The ornate box turtle (sometimes called the western box turtle) occupies a distinctly different landscape. Instead of forests, it lives in the open grasslands and prairies of the Great Plains, from South Dakota and Wisconsin south through Nebraska, Kansas, Oklahoma, and into Texas. A subspecies, the desert box turtle, extends the range into the arid scrublands of western Texas, New Mexico, and parts of Arizona. These turtles are adapted to drier, more exposed environments than their eastern cousins. They dig into sandy or loose soil to escape heat and cold, and they rely on seasonal rains to find food and mates.

Mexican Species

Two box turtle species live exclusively in Mexico. The spotted box turtle inhabits mountainous regions of western Mexico, while the Coahuilan box turtle is one of the most geographically restricted turtle species on Earth. It lives only in the Cuatro Ciénegas Basin of central Coahuila, a desert valley fed by natural springs. This single basin, roughly 30 miles across, is the species’ entire world. The Coahuilan box turtle is endangered, and extensive habitat loss in the western portion of the basin has already impacted a genetically distinct subpopulation there.

The Yucatan box turtle rounds out the Mexican species, found on the Yucatan Peninsula in lowland tropical forests.

How Far Individual Turtles Roam

Box turtles don’t migrate or travel long distances. A U.S. Geological Survey study found that individual eastern box turtles maintain home ranges with maximum diameters averaging around 330 to 370 feet, with no significant difference between males and females. That means a single turtle may spend its entire life within an area smaller than three acres.

Within that small territory, their movement patterns are surprisingly complex. Turtles crisscross their range along frequently repeated routes, make detours and doublings, and occasionally take more direct paths across the full area. They typically reach every corner of their home range within a few days or weeks, though some work through only one section at a time. A few turtles maintain two separate home ranges.

The key finding is fidelity. Adult box turtles stick to the same home range year after year. In one study, turtles returned to their established ranges even after a flood completely submerged the area. Population density in good habitat runs about four to five turtles per acre, with juveniles making up less than 10% of the total.
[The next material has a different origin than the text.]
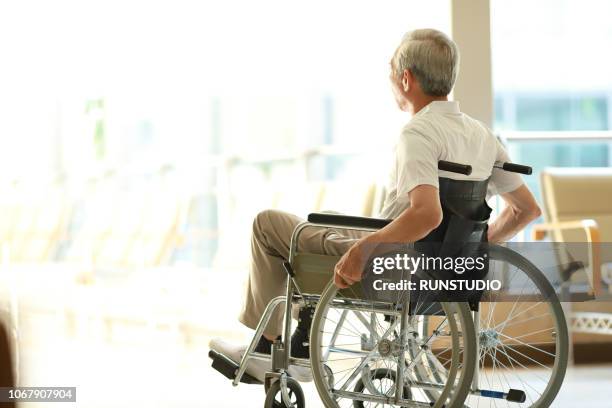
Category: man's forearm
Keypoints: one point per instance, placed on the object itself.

This strong site attachment is why relocating a box turtle, even a short distance, can be harmful. A turtle moved out of its home range may wander aimlessly trying to return rather than settling into a new area.

Why Their Range Is Shrinking

Box turtles face pressure from habitat loss, road mortality, and collection for the pet trade. All box turtle species are listed under CITES Appendix II, which regulates international trade. The eastern box turtle’s Vulnerable status reflects real, measurable declines across its range.

Climate change is also shifting their activity patterns. A study at a North Carolina wildlife clinic found that peak temperatures increased by 1.3°C between earlier and more recent years, and turtle admissions to the clinic shifted 18 days earlier in the season. This suggests box turtles are emerging from hibernation and becoming active sooner, which can expose them to late cold snaps, alter their breeding timing, and increase their overlap with human activity like spring yard work and road traffic.

Because box turtles reproduce slowly and remain loyal to small territories, populations that lose adults to cars or habitat fragmentation recover very slowly. A forest patch that supported box turtles for decades can lose its population permanently once it becomes too small or too isolated from neighboring habitat.